Дафна глянцевой спиной к камере, уже в кожаных манжетах, трудно дышит, будто бежит, пристегнута горными карабинами к двум стульям, распята между ними и явно счастлива. Она знает, что Хлой её видит. Её хозяйка со страшным арапником в длинном голоплечем виниловом платье воспитывает, высекая из вздрагивающих ягодиц ученицы невидимые страстные искры. Пока довольно ласково. Никаких следов нам, конечно, отсюда не видно, но мы верим, что они там, на этих застенчивых юных и радостных ягодицах. Местный псевдоним рыжей хозяйки: Страпон Страпоныч. Главное увлечение – злые однохвостки с плетеными жесткими рукоятками. Обычно она бьет двумя сразу, не давая своей девке опомниться. Но однохвостки пока на стене. Я хорошо представляю себе дальнейшее: после порки двумя хвостами Страпон Страпоныч возьмет их в правую руку, перевернет ребристыми ручками к Дафне и разволнует ей оба отверстия, левой рукой сжимая горло пристегнутой так, чтобы та хрипела. Отсутствие звука придает экранному зрелищу ритуальный и успокаивающий меня, медитативный, завораживающий характер. Отстегнутая от стульев Дафна, все еще на коленах, оближет обе мокрые рукоятки и снимет со Страпоныча винил, чтобы обнажить обычную её форму – паутинистые чулки с кожаным поясом и на поясе негроидный фаллос, грозно висящий вниз антикварным маузером. «Таким только кобыл ебать», – отозвался как-то Шуруповерт, отведавший эту штуку. Его, впрочем, хватило не надолго и, малость постонав, он восстал, придавил рыжую к полу стулом, пристегнул к кровати её левую руку и левую ногу и заставил Страпоныча хлюпать и реветь от радости, долбя её этим черным театральным монстром, пока реальный член скина мельтешил в его татуированном кулаке. Шурповерт клянется, она только об этом и мечтает: о восстании своего раба. Но попадаются недогадливые. Ничего этого я не видел, конечно. С его слов. И можно ли верить, не зря ли подначивает бритый, не знаю. Преувеличивает, это наверняка.

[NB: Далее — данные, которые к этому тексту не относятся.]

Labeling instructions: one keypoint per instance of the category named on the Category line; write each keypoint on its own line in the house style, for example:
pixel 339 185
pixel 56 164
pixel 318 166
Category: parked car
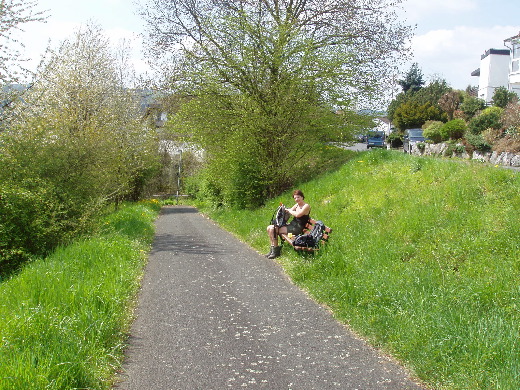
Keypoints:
pixel 376 139
pixel 411 137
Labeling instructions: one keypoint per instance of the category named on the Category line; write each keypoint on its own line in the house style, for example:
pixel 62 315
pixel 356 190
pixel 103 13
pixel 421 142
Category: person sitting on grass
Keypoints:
pixel 300 212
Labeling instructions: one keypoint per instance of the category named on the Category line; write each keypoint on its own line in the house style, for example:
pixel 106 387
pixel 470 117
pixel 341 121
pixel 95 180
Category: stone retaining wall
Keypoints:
pixel 506 158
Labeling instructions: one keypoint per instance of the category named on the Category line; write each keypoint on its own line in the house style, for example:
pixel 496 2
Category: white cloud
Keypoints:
pixel 415 10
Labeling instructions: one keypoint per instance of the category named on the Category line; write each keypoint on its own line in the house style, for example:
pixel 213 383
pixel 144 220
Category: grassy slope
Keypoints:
pixel 63 319
pixel 423 261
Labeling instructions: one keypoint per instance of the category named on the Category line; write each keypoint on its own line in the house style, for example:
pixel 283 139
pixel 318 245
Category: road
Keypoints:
pixel 215 314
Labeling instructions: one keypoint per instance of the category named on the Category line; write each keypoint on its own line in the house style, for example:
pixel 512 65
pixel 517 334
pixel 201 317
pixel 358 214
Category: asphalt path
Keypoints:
pixel 215 314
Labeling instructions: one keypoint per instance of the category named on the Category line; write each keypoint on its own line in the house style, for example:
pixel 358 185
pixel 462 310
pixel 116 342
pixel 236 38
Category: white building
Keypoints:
pixel 499 68
pixel 513 44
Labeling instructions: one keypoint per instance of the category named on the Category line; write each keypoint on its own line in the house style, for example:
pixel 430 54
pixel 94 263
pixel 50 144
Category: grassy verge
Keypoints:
pixel 423 262
pixel 63 319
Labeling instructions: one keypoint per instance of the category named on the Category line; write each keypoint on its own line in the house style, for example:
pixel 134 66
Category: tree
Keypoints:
pixel 92 142
pixel 413 80
pixel 13 14
pixel 268 77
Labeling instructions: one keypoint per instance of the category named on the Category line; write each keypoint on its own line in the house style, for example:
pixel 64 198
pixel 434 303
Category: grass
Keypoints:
pixel 423 262
pixel 64 318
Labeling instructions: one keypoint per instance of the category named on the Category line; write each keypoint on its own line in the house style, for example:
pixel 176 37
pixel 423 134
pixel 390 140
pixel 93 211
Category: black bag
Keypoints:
pixel 305 240
pixel 279 217
pixel 313 238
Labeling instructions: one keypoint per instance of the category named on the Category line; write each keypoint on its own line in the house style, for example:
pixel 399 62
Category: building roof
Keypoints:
pixel 514 39
pixel 502 52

Сегодня утром Хлой вошел ко мне в кабинет, щелкнул диктофон, он представился, пояснил цель интервью, но по его вызывающе вежливым глазам и безумно синей рубашке сделалось ясно: будет проситься, пришел не ко мне, а к моему богу. Две его полосы в журнале могут быть покрыты беседой с кем угодно: с парламентским дворником или с лидером самой эксцентричной фракции.

На экране Владис и Аншеф играют в Платона, проданного в рабство на Эгину. Философ уже в собачьем ошейнике, хоть вовсе и не киник. Благородный ученик со стеком в сапоге выкупает себе учителя. Мудрец не остается в долгу. За другим стеклом Карий глаз подражает героям родео, оседлав свою натянутую куфию, а скинхед лежит пока на полу и смотрит снизу, терзая отросток.

– Сплошной «эсэм», – говорит Хлой, чтобы что-то сказать. Его лицо залито стеклянным шевелящимся светом — водоросли на дне. Взгляд ныряет то в один, то в другой экран.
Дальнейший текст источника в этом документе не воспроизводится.